Sentiment Analysis Using Word2Vec and Deep Learning with Apache Spark on Qubole

Start Free Trial
April 18, 2019 by Updated April 1st, 2024

This post covers the use of Qubole, Zeppelin, PySpark, and H2O PySparkling to develop a sentiment analysis model capable of providing real-time alerts on customer product reviews. In particular, this model allows users to monitor any natural language text (such as social media posts or Amazon reviews) and receive alerts when customers post extremely nice (high sentiment) or extremely negative (low sentiment) comments about their products.

In addition to introducing the frameworks used, we will also discuss the concepts of embedding spaces, sentiment analysis, deep neural networks, grid search, stop words, data visualization, and data preparation.

Setting Up the Environment

Our first task is to set up our environment inside Qubole. We create a notebook in four easy steps:

  1. Click New.
  2. Provide a name.
  3. Select the appropriate language and version number. For this particular example, we choose PySpark (v2.1.1) given its ease of handling large data sets and access to the H2O Pysparkling library (v2.1.23).
  4. Update bootstrap file to allow access to H2O’s Sparkling Water framework.

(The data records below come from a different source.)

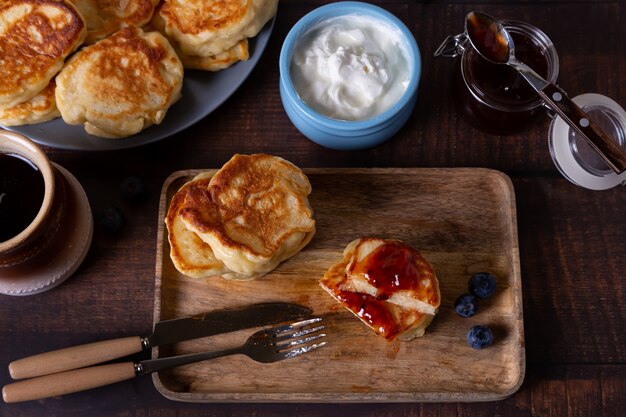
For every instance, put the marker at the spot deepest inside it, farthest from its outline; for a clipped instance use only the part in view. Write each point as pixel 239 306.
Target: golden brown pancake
pixel 210 27
pixel 388 285
pixel 35 38
pixel 254 214
pixel 104 17
pixel 38 109
pixel 218 62
pixel 120 85
pixel 189 254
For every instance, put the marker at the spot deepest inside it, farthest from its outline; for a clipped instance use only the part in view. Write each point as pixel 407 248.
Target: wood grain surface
pixel 571 240
pixel 462 220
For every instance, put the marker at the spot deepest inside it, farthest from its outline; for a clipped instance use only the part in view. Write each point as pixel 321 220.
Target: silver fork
pixel 268 345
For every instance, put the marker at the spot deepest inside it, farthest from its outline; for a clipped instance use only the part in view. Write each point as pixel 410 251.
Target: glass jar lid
pixel 574 158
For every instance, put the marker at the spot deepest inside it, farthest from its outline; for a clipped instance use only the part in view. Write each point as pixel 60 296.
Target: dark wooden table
pixel 572 241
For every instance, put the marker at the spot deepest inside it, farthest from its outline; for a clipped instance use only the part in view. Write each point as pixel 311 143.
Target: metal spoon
pixel 494 43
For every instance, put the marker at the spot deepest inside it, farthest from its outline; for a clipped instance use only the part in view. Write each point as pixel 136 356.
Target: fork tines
pixel 295 339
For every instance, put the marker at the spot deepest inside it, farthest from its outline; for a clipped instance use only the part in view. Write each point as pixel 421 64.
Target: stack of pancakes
pixel 387 284
pixel 126 77
pixel 241 222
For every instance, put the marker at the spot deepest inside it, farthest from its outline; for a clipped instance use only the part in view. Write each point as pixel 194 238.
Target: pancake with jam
pixel 38 109
pixel 388 285
pixel 210 27
pixel 120 85
pixel 104 17
pixel 35 38
pixel 253 214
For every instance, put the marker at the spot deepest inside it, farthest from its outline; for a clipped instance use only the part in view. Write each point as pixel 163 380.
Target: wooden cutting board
pixel 463 220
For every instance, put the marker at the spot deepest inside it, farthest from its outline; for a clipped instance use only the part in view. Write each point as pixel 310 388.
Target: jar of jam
pixel 494 97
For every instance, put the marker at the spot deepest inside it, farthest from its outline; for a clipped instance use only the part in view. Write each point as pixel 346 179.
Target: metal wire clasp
pixel 452 46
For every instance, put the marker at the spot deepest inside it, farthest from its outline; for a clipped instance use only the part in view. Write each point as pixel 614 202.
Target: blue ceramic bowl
pixel 341 134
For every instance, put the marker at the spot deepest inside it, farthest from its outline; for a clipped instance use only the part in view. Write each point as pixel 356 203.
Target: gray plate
pixel 202 93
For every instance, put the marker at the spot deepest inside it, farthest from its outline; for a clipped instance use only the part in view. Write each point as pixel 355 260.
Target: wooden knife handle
pixel 74 357
pixel 67 382
pixel 606 147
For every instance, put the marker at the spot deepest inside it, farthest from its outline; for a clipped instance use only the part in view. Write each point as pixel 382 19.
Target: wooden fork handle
pixel 67 382
pixel 74 357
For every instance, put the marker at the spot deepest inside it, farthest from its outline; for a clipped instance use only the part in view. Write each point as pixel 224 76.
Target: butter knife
pixel 165 332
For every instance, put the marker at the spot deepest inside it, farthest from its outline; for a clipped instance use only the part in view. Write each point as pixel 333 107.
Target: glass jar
pixel 571 154
pixel 494 97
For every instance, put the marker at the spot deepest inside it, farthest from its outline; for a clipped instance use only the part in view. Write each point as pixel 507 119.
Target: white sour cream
pixel 352 67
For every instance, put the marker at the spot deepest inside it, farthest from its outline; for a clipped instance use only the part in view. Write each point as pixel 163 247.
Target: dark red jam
pixel 390 268
pixel 21 194
pixel 371 310
pixel 494 97
pixel 487 38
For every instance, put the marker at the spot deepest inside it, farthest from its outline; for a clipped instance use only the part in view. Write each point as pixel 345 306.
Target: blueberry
pixel 479 337
pixel 466 305
pixel 112 219
pixel 133 190
pixel 482 284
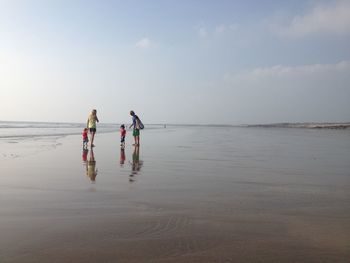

Once the environment is set up in Qubole, the next step in building a sentiment analysis model is to collect labeled, unstructured text data (known sentiment scores) from the reviews. In our case, we choose to use Amazon’s Product Reviews. Amazon hosts a massive data set of product reviews on their Simple Storage Service (S3) that is free to access and use. The data is available in Parquet format or tab-separated format.

The overall process of using these reviews to generate and use a semantic analysis engine based on a deep neural network model is shown in the Figure below. Our steps will include:

  1. Ingesting the data into a PySpark DataFrame

  2. Exploring and visualizing the data to better understand available information
  3. Cleaning the data to ensure we have good content going into the model learning process
  4. Learning a Word2Vec embedding space based on the unstructured content of the reviews
  5. Splitting the data into a training set and a test set

  6. Performing a grid search to optimize the parameters used in our deep learning model

  7. Training the deep learning model
  8. Using the trained model to predict the star ratings of product reviews
  9. Converting the model into a sentiment analysis tool that alerts you to social media-based product reviews and comments

Figure 1: To process these reviews, we need to explore the source data to: understand the schema and design the best approach to utilize the data, cleanse the data to prepare it for use in the model training process, learn a Word2Vec embedding space to optimize the accuracy and extensibility of the final model, create the deep learning model based on semantic understanding, and deploy the system to analyze new reviews and provide sentiment predictions.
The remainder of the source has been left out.